That’s okay! How much time do you have?
Do you have 10 minutes, 15 minutes, 30 minutes? Do that every single day, and it will get done.
We don’t have to have a perfect amount of time.
In fact, it’s so much better for us if we don’t spend hours doing it!
Hours doing one thing is going to burn us out, and then it’ll just build back up to what it was before we have the energy to address it again.
Remember small steps, little things every day make the difference in our homes.
Check your email less
I used to sit down to work, and I would go through my email, then my Facebook notifications and then something else and it wouldn’t take long before I’d have 17 tabs open.
I’d go back and forth between all of them, not getting anything accomplished, but feeling very busy.
Now, I check my email once in the morning and once in the afternoon. I turn my computer off when I’m done working for the day.
Turn off notifications
The only notifications I recommend are text messages and phone calls.
It won’t take long before people realize that if they want to get ahold of you, they need to text or call.
It’s good to set boundaries for yourself and what you are capable of giving to people during the day.
It’s the same with what you allow yourself to do on your phones. You know… scrolling social media.
It’s such a habit to jump on and check Instagram. How many times a day do we pick up our phone?
Discipline yourself to not pick up your phone that often. Do give yourself time to do it. Don’t wholly abstain unless you want to. It’s important to limit rather than going through times of abstaining and then binging on it.
Permit yourself to do it when it works for you. You can even have a set time during the day where you leave your phone down for a while. It’s a good thing.
After six kids and 23 years of parenting, I’ve finally figured out that I need to have an afterschool routine.
When we get home, we check the backpacks, sign the papers, clean out the lunchboxes, and hang everything up, put it away.
Because if we don’t, then it’s more scrambling in the morning. I never remember to deal with it after dinner. I’m not going to think about it, it has to be done as soon as we walk in the door after school, and that frees us up from all that scrambling the next day.
Five o’clock comes, I automatically wander into the kitchen and get started on dinner. Because I know it’s a set time, I have to start then to have everything ready by our usual dinner time, and it’s now a habit.
I’m not rushing to figure out what I’m going to do, because I have planned it out (not rigid, but I have several meals I have the ingredients for and the list is on the fridge.)
Remember, discipline equals freedom.
There’s less fast food, less junk food, fewer restaurants because I know what I’m doing and I’m in the habit of making dinner every day.
All my routines give us time to relax in the evening and then to wake up to a clean house.
It feels so good to get up in the morning and not have a messy kitchen!
I did it in my evening routine.
After dinner, we clean up the kitchen, and we do the dishes and turn the dishwasher on. In the morning I can come in and unload the dishwasher, make breakfast, get lunches together, and it’s streamlined.

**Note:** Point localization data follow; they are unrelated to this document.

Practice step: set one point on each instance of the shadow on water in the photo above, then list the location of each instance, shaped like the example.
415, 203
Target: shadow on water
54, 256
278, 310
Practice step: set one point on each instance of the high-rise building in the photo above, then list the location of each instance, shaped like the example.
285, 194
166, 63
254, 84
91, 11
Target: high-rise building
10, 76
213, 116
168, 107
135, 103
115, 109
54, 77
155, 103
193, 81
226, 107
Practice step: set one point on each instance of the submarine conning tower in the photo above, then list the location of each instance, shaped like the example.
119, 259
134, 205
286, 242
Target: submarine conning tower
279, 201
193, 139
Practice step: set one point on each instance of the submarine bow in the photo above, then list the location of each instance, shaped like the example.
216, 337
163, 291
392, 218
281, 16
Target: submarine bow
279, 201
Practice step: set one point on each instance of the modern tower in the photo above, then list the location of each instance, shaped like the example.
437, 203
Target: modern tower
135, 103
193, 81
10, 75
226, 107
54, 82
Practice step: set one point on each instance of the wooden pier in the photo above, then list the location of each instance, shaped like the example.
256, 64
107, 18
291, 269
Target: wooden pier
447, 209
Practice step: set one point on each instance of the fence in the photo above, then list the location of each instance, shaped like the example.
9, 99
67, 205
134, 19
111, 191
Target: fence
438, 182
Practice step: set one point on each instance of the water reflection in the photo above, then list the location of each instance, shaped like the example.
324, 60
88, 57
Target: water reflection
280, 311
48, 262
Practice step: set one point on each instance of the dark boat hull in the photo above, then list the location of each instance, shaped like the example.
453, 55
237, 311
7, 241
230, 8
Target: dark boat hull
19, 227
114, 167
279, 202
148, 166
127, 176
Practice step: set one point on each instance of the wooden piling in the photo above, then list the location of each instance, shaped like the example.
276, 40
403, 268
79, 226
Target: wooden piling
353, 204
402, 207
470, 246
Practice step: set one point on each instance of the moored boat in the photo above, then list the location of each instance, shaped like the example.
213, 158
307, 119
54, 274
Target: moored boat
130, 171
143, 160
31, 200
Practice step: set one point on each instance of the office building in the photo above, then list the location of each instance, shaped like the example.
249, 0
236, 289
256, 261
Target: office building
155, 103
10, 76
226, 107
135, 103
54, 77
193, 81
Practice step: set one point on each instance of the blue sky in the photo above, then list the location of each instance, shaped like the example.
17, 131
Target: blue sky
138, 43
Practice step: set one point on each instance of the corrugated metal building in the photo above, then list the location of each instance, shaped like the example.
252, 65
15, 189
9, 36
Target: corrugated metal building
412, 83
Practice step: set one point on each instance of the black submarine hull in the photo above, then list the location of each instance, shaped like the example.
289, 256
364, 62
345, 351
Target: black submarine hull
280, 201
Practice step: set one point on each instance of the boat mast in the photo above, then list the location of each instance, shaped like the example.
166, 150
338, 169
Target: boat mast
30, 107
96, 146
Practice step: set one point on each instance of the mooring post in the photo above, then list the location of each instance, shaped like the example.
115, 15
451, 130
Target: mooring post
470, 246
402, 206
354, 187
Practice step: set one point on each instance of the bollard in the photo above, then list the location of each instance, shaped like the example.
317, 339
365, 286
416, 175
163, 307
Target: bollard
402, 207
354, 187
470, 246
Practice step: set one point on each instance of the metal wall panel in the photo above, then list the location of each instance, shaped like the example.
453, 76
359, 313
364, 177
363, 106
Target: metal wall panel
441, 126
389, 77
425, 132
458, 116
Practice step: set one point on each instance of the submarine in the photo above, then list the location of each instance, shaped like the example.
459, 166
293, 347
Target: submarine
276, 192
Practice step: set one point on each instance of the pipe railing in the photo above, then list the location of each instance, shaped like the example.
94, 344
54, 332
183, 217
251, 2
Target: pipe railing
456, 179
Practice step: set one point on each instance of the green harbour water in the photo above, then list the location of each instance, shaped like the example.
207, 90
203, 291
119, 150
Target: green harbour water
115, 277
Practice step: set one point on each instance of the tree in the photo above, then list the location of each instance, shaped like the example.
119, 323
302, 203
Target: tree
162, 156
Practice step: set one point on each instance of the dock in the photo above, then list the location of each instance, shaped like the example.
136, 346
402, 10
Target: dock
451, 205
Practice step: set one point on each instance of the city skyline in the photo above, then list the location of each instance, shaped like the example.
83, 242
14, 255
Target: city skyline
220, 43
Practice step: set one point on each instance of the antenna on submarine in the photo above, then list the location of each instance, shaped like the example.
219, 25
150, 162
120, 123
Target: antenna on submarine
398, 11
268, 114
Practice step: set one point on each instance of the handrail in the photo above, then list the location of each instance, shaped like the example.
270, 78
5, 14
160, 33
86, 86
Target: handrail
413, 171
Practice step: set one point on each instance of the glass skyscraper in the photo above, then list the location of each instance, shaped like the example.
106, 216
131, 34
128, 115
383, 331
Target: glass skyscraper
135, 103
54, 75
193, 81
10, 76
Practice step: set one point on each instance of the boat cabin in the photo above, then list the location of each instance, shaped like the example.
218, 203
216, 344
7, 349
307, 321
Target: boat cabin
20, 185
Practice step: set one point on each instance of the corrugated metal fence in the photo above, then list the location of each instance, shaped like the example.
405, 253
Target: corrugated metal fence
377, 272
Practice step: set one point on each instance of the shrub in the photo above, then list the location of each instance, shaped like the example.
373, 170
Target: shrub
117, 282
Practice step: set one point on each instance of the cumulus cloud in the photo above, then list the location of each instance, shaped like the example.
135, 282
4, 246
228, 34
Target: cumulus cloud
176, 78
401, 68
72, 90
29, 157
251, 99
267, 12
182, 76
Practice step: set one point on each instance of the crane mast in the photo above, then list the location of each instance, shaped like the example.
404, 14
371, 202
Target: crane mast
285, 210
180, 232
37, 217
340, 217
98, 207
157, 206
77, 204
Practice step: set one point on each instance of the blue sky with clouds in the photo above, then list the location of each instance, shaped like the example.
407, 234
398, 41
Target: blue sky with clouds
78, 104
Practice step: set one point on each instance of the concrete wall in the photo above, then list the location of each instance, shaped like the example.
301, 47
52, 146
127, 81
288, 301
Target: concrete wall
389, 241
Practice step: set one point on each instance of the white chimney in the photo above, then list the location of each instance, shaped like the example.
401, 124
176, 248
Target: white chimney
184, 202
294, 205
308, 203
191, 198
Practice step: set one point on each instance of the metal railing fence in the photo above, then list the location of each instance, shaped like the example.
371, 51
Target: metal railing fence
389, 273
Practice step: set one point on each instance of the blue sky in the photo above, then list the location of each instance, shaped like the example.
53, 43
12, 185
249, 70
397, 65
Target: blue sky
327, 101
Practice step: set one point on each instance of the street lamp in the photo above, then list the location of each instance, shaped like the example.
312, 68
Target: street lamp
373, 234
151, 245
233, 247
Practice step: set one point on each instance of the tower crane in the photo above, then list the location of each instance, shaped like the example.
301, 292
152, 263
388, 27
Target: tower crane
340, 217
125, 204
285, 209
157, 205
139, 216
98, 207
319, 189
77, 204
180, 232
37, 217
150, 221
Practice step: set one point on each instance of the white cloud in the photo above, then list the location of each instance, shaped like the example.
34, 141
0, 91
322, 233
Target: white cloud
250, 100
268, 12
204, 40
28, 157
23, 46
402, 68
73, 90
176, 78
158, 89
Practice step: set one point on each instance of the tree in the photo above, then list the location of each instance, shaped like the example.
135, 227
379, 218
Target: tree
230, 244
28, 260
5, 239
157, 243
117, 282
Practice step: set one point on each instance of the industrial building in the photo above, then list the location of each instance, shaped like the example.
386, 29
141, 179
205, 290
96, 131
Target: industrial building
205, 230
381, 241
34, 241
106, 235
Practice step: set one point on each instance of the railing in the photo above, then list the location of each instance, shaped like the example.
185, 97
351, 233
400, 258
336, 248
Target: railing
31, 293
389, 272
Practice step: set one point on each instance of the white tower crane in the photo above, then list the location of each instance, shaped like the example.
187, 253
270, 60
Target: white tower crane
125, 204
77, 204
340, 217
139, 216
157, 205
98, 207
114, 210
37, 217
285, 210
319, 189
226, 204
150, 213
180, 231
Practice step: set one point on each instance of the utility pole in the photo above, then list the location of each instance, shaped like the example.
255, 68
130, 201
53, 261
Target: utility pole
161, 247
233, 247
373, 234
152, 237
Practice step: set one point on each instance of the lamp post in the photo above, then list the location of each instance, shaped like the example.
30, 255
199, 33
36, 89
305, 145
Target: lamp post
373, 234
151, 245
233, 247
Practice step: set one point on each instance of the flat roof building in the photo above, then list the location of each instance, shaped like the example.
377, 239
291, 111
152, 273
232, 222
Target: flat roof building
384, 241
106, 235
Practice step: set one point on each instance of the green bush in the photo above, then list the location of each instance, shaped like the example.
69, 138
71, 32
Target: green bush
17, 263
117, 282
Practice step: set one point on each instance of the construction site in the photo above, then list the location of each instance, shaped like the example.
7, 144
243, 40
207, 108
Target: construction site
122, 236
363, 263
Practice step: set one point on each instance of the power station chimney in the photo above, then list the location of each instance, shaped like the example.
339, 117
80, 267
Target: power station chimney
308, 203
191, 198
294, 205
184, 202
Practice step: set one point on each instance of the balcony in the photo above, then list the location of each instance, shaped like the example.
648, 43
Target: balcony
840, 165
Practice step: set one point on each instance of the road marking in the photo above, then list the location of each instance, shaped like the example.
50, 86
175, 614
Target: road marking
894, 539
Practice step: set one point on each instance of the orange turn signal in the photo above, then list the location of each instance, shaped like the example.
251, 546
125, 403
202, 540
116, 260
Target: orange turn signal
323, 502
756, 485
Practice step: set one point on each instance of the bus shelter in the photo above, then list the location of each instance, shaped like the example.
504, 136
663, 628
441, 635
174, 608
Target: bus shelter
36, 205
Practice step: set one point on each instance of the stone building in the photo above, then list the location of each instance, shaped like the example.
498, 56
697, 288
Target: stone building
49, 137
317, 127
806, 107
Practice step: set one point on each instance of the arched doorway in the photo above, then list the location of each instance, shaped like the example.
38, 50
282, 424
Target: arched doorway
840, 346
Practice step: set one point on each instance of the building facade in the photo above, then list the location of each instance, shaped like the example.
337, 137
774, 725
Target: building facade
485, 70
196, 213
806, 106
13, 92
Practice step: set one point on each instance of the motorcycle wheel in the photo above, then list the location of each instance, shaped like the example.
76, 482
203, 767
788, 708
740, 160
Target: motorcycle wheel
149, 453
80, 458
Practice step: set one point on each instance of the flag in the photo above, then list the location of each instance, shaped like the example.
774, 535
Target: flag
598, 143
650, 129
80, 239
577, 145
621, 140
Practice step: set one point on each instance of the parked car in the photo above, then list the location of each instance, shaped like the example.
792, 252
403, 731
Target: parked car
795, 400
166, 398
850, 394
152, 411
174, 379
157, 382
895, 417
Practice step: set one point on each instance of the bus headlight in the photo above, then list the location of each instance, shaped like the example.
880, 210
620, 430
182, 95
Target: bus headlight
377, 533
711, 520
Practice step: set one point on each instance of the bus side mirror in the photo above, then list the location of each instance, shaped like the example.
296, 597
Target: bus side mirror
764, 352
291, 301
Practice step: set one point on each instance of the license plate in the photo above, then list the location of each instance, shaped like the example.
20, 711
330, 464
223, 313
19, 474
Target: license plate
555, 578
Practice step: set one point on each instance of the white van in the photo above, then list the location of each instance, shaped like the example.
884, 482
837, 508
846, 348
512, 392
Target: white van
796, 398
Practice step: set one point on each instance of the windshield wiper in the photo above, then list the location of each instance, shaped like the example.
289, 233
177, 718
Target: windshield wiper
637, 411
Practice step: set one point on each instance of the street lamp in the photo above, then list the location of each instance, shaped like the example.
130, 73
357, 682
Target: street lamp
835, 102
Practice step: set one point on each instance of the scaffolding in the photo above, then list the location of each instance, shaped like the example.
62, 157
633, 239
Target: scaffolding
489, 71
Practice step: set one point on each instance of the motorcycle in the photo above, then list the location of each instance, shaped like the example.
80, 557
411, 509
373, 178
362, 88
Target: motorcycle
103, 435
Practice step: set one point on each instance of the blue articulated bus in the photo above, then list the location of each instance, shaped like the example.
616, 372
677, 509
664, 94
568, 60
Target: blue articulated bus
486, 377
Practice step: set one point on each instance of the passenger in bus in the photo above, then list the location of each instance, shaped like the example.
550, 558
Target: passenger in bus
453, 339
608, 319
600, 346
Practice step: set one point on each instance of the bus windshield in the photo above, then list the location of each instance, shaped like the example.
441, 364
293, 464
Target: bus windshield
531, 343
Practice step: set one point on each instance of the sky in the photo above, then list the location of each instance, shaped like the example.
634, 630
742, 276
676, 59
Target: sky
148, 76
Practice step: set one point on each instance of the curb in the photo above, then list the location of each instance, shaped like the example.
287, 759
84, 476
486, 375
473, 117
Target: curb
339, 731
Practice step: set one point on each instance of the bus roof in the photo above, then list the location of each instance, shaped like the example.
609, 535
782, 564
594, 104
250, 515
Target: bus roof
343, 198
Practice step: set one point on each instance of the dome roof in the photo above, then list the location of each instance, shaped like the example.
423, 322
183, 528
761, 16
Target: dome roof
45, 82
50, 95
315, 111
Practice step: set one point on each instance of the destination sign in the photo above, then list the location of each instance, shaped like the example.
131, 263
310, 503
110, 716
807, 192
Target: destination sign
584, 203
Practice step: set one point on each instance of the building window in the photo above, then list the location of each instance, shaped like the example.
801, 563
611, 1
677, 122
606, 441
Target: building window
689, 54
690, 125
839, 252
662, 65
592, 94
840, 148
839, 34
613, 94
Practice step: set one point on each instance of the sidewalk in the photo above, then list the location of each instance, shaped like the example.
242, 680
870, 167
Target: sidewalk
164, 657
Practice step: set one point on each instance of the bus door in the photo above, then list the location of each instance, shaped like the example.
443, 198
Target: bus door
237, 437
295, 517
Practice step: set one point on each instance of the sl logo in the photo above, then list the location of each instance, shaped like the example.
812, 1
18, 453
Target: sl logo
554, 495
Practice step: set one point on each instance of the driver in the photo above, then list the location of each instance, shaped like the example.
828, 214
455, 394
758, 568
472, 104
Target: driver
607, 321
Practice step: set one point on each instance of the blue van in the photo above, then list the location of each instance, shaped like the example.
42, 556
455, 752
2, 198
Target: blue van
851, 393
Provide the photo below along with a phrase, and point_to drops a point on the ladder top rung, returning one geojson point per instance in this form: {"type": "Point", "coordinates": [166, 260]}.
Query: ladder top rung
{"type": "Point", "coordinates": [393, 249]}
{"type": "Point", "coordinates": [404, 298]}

Everything goes smoothly because of that.
It’s incredible how much a clean kitchen improves my attitude.
It took me a long time before I embraced weekend cleaning. It has been wonderful having a set time on Saturday morning to clean the house.
Once it’s clean, and we can leave for the rest of the weekend, and we can feel good about it.
If we go to the lake, we come home, and the house is clean. It’s a wonderful way to walk into the house and relax and not be bombarded with all the things that we didn’t do earlier.
We take one room per person, bathroom, kitchen, living room, dining room, and then the kids have to clean their rooms.
Once we have our chosen room, we do all the chores in that room: clean the sink, scrub the bathtub, sweep/mop the floor, clean the mirror/windows, etc.
It usually takes us about two hours to do that on a Saturday morning, which leaves the rest of the weekend with a beautiful, clean home and plenty of time to relax and get out and enjoy the weekend there.
Discipline does equal freedom. Small steps make the changes you long for.
So don’t be afraid of embracing discipline if you’re spontaneous like Tammy.
The discipline of decluttering and cleaning is going to give you more time to be spontaneous, and it’s lovely.